『日本書紀』についての話62、聖徳太子について考えた話(まとめ)です。
創られた人物
今回は、ここまで見てきた聖徳太子についてのまとめです。
先ず、結論から入ると、聖徳太子は『日本書紀』編纂に際して創りだされた人物だという事になります。
なぜそんなことをする必要があったのか。
中国の王朝隋の正史『隋書』に、倭からの使者の記録が有ります。
いわゆる遣隋使です。
同時期の九州には、大和政権とは異なる男王を冠する王朝(九州王朝)があり、実際に遣隋使を送ったのはこの九州王朝なのです。
これに対して大和政権は、『日本書紀』の編纂に際して、遣隋使を大和政権が送ったことに見せかけるべく、政権側の人物として創り出したのが聖徳太子だったのです。
区分論から見ても、聖徳太子を創り出すために操作が行われたのは明らかと思われます。
『隋書』に合わせた事績
大和政権が送ったと見せかけるために取った手段が、『隋書』の記録に出てくる倭国に関する記述に合わせた事績を創り出すことでした。
その結果が、冠位十二階、十七条憲法、仏教の振興でした
各事績内容の特長として、中国側の記録に完全に一致はしないがそれらしい事績を挙げるという形になっており、決して断定はしないことが挙げられます。
太子信仰
前項でで書いたように、聖徳太子の事績の内の仏教の振興に関しても作り出された話だという事でした。
これは、聖徳太子の建立した寺院としてあまりにも有名な、四天王寺、法隆寺についても言えます。
いずれも『日本書紀』には聖徳太子が建てたとは書いてないのです。
特に、法隆寺については、和銅年間(708年 - 715年)に既存の寺院から移築する形で新たに建立されたと考えられます。

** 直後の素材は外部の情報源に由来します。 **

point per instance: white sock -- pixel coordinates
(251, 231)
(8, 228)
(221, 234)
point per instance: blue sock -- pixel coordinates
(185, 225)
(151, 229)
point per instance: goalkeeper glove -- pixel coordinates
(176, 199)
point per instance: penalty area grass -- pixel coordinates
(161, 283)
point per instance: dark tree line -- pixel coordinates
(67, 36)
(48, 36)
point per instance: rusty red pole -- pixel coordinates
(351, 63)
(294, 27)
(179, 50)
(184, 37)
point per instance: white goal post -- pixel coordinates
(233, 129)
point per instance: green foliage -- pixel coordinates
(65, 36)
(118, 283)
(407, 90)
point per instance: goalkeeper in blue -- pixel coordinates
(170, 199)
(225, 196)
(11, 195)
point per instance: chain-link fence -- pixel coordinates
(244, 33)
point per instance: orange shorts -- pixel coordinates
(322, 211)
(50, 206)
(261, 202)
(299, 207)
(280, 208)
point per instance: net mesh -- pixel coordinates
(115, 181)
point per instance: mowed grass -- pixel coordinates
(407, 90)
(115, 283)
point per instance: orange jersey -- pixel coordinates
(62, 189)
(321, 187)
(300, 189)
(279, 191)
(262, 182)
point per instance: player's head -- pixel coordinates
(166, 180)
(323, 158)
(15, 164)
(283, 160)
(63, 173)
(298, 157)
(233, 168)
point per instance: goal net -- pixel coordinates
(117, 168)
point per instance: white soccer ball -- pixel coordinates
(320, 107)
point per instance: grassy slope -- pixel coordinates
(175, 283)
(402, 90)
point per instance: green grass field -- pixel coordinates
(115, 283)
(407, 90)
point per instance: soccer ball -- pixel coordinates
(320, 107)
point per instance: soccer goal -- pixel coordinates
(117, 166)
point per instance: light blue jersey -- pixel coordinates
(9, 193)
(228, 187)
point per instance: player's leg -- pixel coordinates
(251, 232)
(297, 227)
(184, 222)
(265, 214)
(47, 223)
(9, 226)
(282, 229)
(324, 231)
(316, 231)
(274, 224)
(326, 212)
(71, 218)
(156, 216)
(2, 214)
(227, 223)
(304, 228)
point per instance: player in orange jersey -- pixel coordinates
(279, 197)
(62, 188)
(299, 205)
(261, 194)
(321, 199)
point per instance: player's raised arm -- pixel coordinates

この、聖徳太子といえば、仏教を積極的に導入し、国内に広めることに尽力した聖人、というような一般的なイメージとのギャップは、『日本書紀』完成以降に創り出された太子信仰の影響が強いのです。
太子人物像
聖徳太子という存在が全くの虚像かと言うと、決してそうでは無く、推古天皇の皇太子としての用明天皇の第二皇子厩戸王は実在の人物だったと思われます。
ただし、推古天皇の摂政というのは、創作だと考えられます。
また、斑鳩宮に併設する形で寺院(若草伽藍)を建てていると思われることから、仏教を信仰する立場だったことが伺われます。
『日本書紀』の僧から学んだことと、経を講じたという話については、厩戸王の実際の事績という可能性も有りそうです。
ひょっとしたらこの仏教との関係性があって、厩戸王という人物が選ばれたのかもしれません。
ここまで見てきたように、聖徳太子の人物像は、実在の推古天皇の皇太子厩戸王を基に『日本書紀』の中で創られたものと、その後の聖徳太子という諡号と太子信仰によって形作られたものだということが出来ると言えそうです。
10人の話が同時に分かったといったエピソードも、推して知るべしという事でしょう。